Judgment affirmed in the first twelve cases.
Judgment reversed in the last two cases, and the causes
remanded with directions to dismiss the respective
petitions.
[
Footnote 1]
14 Stat. at Large 569.
[
Footnote 2]
16 Stat. at Large 250, ยง 4.
[
Footnote 3]
80 U. S. 13
Wall. 576.
[
Footnote 4]
Twenty Percent
Cases, 13 Wall. 576.
[
Footnote 5]
United States v. Belew, 2 Brockenbrought 280;
Graham v. United States, 1 Nott & Huntington 380;
Commonwealth v. Sutherland, 3 Sergeant & Rawle
149.
[
Footnote 6]
16 Stat. at Large 250.
[
Footnote 7]
12 Stat. at Large 587; 14
id. 206; 15
id.
77.
[
Footnote 8]
16
id. 250.
[
Footnote 9]
Potter's Dwarris 161;
Wood v. Oakley, 11 Paige 403;
Butler v. Palmer, 1 Hill 325;
Jarvis v. Jarvis, 3
Edwards 466;
McEwen v.
Bulkley, 24 How. 242;
Harvey
v. Tyler, 2 Wall. 329;
Blanchard v.
Sprague, 3 Sumner 535;
United States v.
Heth, 3 Cranch 399.
MR. JUSTICE SWAYNE, in whose opinion concurred the CHIEF
JUSTICE, and MR. JUSTICE DAVIS, dissenting from the judgment in the
first twelve cases:
I dissent from the judgment of the Court in these cases in
Page 87 U. S. 189
favor of the claimants, and will give my views as briefly as may
be. When the resolution giving the twenty percent was passed,
nearly eight months of the year to which the allowance related had
elapsed. The allowance was a mere gratuity. Hence there was no
vested right arising from the resolution, and there could be none.

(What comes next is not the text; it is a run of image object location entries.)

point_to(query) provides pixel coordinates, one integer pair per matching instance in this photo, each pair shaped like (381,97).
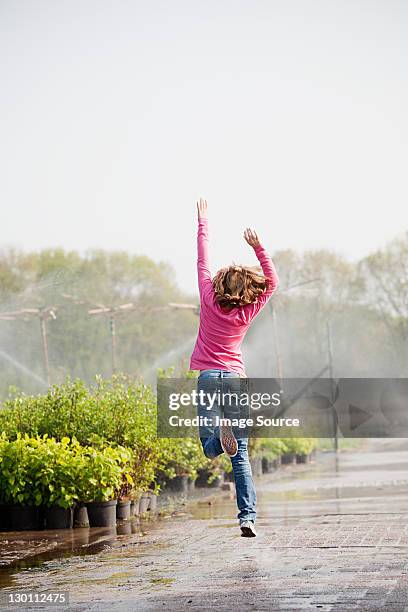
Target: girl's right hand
(202,209)
(251,237)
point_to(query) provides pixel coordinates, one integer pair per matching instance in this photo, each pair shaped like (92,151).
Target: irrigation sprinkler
(43,313)
(278,354)
(115,311)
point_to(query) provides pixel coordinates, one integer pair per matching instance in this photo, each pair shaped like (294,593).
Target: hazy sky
(290,116)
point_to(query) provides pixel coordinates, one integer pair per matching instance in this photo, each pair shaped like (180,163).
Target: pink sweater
(220,335)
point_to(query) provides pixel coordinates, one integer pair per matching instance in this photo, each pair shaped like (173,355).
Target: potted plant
(59,477)
(19,488)
(102,479)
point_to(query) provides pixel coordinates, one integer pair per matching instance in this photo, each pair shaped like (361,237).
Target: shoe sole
(246,532)
(228,442)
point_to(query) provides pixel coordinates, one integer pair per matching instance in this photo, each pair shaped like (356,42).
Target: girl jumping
(228,304)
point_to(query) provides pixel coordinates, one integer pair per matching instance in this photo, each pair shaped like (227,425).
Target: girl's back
(223,321)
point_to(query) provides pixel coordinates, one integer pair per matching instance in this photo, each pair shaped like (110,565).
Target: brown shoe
(228,441)
(248,529)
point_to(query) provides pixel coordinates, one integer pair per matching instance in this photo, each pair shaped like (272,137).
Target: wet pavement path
(332,537)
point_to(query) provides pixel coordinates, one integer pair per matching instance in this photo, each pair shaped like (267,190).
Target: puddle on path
(284,497)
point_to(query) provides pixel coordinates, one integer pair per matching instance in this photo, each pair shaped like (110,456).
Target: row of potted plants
(40,474)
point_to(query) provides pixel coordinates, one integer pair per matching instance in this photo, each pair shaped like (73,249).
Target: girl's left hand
(251,237)
(202,209)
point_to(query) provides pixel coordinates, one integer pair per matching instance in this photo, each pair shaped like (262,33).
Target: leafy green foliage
(42,471)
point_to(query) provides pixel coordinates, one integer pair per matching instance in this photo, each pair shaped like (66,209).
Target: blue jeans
(212,381)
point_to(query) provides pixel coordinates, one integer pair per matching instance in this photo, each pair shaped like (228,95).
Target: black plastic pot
(102,514)
(24,518)
(81,516)
(288,458)
(135,507)
(153,502)
(59,518)
(144,503)
(5,517)
(301,458)
(123,510)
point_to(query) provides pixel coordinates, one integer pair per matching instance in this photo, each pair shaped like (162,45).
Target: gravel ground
(333,536)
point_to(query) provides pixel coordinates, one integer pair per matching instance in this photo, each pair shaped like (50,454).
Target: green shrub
(42,471)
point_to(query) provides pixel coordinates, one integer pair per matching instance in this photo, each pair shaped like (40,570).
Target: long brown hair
(236,286)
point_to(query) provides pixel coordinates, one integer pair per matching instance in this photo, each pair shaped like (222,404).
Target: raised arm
(203,267)
(268,269)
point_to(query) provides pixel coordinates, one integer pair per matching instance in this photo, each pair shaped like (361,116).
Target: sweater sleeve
(203,267)
(268,268)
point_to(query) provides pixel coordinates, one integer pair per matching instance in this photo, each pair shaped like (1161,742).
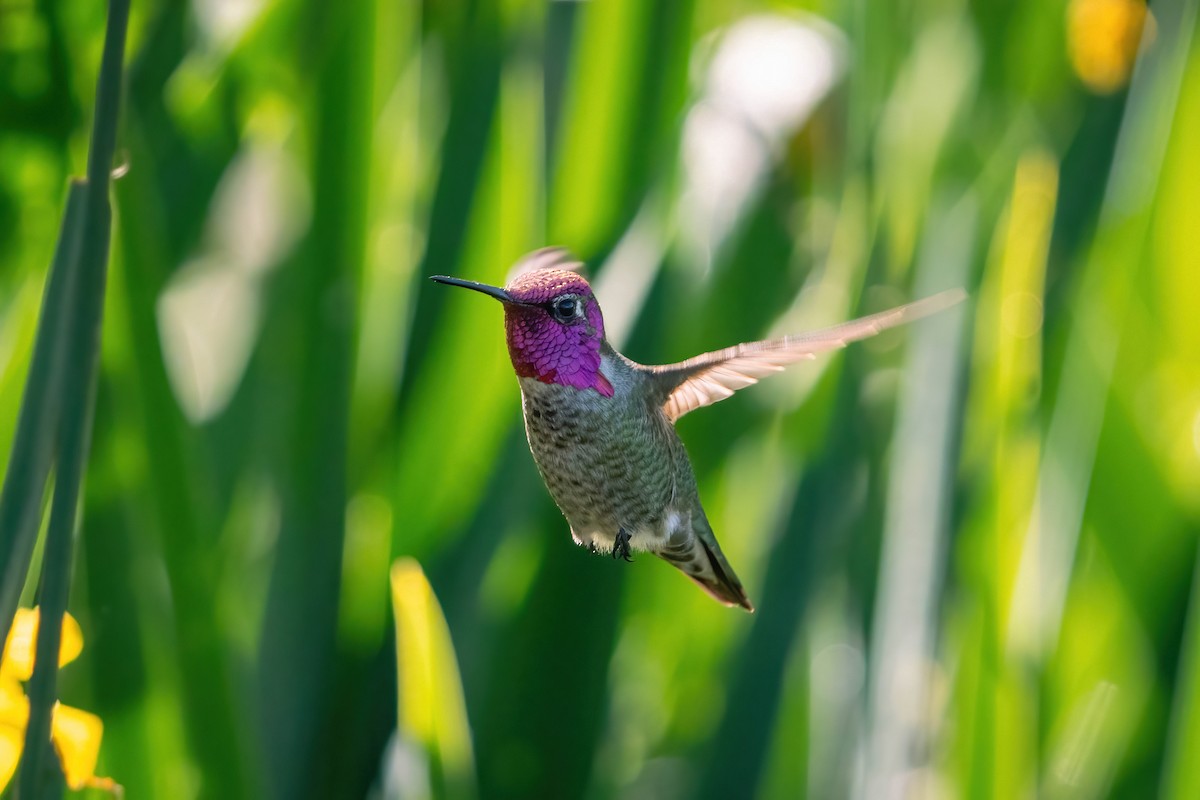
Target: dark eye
(565,307)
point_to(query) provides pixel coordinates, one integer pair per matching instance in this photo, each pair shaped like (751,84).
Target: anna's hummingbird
(601,427)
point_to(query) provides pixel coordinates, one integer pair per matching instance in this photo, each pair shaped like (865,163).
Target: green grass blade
(29,464)
(78,331)
(432,713)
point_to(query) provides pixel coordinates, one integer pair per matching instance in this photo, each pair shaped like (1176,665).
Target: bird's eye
(567,307)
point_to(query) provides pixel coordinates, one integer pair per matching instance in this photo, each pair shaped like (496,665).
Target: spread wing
(715,376)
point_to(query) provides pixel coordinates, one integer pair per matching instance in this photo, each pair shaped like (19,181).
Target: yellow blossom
(1103,37)
(76,734)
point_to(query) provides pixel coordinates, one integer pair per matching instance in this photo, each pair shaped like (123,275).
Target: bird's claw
(621,547)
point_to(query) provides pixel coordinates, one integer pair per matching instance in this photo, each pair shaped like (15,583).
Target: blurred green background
(972,543)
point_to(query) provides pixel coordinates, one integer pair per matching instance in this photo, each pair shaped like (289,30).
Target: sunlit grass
(972,547)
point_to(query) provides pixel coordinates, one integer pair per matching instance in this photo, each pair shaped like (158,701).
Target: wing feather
(715,376)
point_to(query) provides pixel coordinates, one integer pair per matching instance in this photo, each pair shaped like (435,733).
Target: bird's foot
(621,547)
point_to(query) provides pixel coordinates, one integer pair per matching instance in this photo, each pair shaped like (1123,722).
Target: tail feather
(696,554)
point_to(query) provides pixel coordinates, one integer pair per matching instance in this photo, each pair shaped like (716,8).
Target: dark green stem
(78,332)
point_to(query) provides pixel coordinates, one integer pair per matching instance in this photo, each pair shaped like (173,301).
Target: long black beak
(492,292)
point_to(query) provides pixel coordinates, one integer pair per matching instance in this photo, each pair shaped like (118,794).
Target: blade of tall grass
(79,330)
(29,463)
(432,714)
(298,642)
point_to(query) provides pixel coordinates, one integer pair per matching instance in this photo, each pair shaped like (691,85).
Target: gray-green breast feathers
(715,376)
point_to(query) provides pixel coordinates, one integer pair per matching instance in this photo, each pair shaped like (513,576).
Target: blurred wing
(547,258)
(713,377)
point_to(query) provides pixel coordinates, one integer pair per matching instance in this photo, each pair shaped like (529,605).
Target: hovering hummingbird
(601,427)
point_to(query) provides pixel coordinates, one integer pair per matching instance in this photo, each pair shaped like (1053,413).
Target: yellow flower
(76,734)
(1103,37)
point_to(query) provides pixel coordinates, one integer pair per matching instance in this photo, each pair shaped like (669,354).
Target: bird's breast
(607,462)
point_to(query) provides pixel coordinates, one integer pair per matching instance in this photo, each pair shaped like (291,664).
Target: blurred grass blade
(77,332)
(432,713)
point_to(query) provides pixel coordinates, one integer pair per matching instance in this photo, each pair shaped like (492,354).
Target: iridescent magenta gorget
(555,330)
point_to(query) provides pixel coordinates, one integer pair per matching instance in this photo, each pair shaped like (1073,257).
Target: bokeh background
(972,543)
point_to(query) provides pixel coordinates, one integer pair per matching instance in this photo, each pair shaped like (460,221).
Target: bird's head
(552,322)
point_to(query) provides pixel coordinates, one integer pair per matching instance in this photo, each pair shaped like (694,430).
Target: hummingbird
(601,426)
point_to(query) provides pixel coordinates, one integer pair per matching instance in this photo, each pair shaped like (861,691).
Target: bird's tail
(696,554)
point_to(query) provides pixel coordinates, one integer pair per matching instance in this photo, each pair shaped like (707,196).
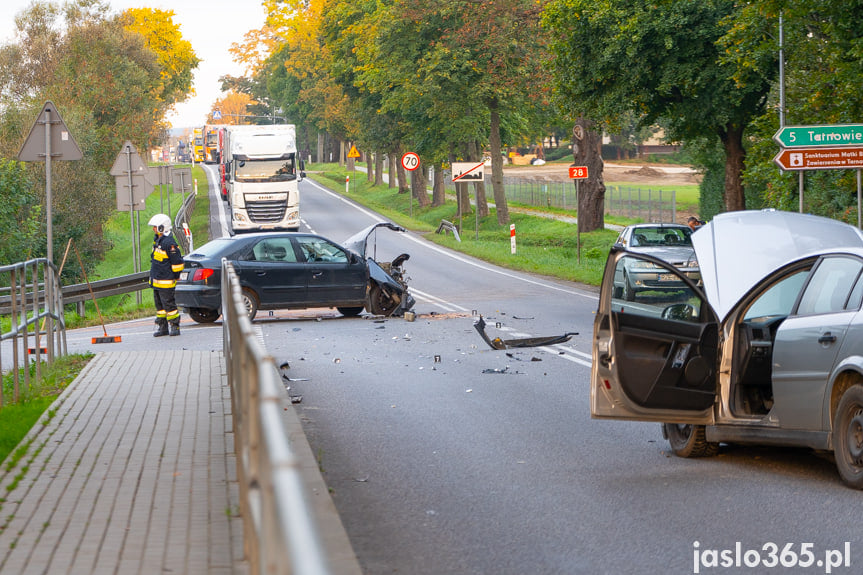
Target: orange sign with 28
(578,172)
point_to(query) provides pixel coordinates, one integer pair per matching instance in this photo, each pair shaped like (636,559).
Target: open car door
(654,354)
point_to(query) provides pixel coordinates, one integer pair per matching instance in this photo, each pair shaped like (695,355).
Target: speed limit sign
(411,161)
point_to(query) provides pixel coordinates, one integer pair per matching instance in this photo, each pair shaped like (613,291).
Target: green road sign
(827,135)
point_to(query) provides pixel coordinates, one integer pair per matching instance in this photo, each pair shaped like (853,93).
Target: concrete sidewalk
(135,473)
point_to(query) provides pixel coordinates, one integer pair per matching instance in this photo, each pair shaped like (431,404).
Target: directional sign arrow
(839,158)
(826,135)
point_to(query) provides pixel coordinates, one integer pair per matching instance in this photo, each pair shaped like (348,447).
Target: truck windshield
(266,170)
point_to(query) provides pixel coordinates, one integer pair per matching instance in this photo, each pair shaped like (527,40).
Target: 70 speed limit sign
(410,161)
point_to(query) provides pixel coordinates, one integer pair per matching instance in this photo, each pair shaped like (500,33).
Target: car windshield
(266,170)
(661,236)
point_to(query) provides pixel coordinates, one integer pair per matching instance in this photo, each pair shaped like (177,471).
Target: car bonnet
(736,250)
(357,242)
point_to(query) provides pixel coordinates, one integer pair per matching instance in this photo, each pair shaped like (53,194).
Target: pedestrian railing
(627,201)
(34,308)
(280,534)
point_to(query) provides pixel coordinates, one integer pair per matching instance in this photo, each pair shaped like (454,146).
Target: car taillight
(201,274)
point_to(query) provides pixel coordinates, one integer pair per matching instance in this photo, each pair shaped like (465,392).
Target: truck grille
(269,212)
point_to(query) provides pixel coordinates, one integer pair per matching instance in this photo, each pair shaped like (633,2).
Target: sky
(210,26)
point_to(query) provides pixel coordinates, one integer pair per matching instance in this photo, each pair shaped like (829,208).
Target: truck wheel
(689,440)
(848,437)
(380,302)
(250,300)
(201,315)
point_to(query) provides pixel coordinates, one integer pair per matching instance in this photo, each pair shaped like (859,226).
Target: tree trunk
(419,186)
(497,167)
(479,187)
(439,188)
(379,169)
(735,159)
(587,151)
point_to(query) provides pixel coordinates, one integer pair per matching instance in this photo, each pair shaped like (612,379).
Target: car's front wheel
(350,311)
(848,437)
(250,300)
(689,440)
(201,315)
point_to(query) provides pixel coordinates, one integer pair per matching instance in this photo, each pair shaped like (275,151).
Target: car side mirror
(680,312)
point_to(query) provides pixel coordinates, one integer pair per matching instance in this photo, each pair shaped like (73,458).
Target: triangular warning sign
(63,146)
(128,160)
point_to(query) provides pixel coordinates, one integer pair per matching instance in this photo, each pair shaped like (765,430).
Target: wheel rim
(854,436)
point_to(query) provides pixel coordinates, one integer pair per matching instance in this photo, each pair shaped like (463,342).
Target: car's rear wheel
(202,315)
(250,300)
(380,302)
(848,437)
(689,440)
(350,311)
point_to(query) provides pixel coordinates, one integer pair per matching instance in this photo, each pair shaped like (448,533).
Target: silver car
(671,243)
(769,351)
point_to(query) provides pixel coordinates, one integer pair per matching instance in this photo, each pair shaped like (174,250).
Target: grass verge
(544,245)
(23,409)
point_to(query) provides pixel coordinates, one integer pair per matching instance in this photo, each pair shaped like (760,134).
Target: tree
(175,56)
(233,107)
(822,86)
(108,85)
(660,60)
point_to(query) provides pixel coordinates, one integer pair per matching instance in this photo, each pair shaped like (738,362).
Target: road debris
(498,343)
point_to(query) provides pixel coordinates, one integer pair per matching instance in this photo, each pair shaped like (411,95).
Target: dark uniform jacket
(166,262)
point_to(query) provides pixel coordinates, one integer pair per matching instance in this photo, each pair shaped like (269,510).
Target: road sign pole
(48,200)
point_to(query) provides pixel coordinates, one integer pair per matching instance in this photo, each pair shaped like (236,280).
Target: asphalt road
(447,457)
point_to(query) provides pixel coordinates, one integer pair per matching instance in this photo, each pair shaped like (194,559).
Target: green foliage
(545,246)
(20,213)
(108,85)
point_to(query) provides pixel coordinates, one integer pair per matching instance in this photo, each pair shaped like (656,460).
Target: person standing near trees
(166,263)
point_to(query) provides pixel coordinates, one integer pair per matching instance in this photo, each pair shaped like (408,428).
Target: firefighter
(166,263)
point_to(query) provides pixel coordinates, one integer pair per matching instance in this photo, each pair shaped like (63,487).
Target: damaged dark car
(294,270)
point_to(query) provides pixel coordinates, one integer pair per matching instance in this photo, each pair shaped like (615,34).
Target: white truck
(262,173)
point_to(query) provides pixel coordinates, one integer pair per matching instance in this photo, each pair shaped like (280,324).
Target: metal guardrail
(280,534)
(634,202)
(32,317)
(81,292)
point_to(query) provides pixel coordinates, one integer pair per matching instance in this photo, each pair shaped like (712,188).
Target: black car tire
(202,315)
(848,437)
(628,291)
(350,311)
(689,440)
(380,303)
(250,300)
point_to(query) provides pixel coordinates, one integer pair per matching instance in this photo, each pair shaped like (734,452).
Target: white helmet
(162,223)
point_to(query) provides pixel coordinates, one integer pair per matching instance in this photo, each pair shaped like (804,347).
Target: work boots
(161,327)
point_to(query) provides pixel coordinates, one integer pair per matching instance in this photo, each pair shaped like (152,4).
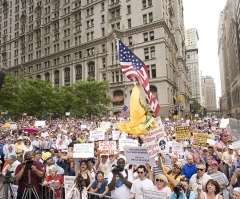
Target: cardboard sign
(96,135)
(151,140)
(182,132)
(127,142)
(176,147)
(68,183)
(148,194)
(200,139)
(83,150)
(219,177)
(107,147)
(138,156)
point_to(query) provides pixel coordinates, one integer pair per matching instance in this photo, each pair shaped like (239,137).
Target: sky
(204,16)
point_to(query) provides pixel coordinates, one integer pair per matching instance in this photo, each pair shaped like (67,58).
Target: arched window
(56,78)
(78,72)
(67,76)
(91,69)
(118,98)
(47,77)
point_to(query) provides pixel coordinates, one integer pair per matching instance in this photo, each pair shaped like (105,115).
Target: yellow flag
(141,120)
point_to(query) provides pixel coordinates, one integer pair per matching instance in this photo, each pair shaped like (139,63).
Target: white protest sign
(236,144)
(107,147)
(219,177)
(68,183)
(138,155)
(163,145)
(127,142)
(107,125)
(96,135)
(224,123)
(83,150)
(40,123)
(177,147)
(151,141)
(118,135)
(148,194)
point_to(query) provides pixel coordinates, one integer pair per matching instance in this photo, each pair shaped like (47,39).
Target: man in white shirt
(140,184)
(11,166)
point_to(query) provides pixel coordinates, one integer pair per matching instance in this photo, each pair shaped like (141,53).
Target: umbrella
(6,125)
(31,130)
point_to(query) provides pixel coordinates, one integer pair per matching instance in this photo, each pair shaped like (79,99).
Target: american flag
(124,111)
(133,67)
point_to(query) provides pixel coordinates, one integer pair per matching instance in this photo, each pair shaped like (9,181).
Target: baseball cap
(213,162)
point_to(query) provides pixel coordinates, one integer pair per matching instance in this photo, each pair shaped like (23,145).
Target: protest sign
(138,155)
(118,135)
(68,183)
(200,139)
(96,135)
(163,144)
(220,178)
(127,142)
(148,194)
(224,123)
(107,147)
(151,140)
(176,147)
(83,150)
(182,132)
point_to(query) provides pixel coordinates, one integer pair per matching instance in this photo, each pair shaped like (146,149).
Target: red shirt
(60,179)
(24,180)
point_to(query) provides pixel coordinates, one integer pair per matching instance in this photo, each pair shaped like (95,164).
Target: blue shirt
(188,170)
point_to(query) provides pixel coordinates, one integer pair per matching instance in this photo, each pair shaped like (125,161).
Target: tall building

But the resolution was operative in each case until the claimant
was paid. When repealed, the gratuity which it gave fell with it.
The repeal necessarily had that effect. I see no reason for giving
the repealing section a more limited construction. It was intended
to take away from all those who had not then been paid, the right
to be paid thereafter. I think, therefore, that the judgments of
the Court of Claims should be reversed.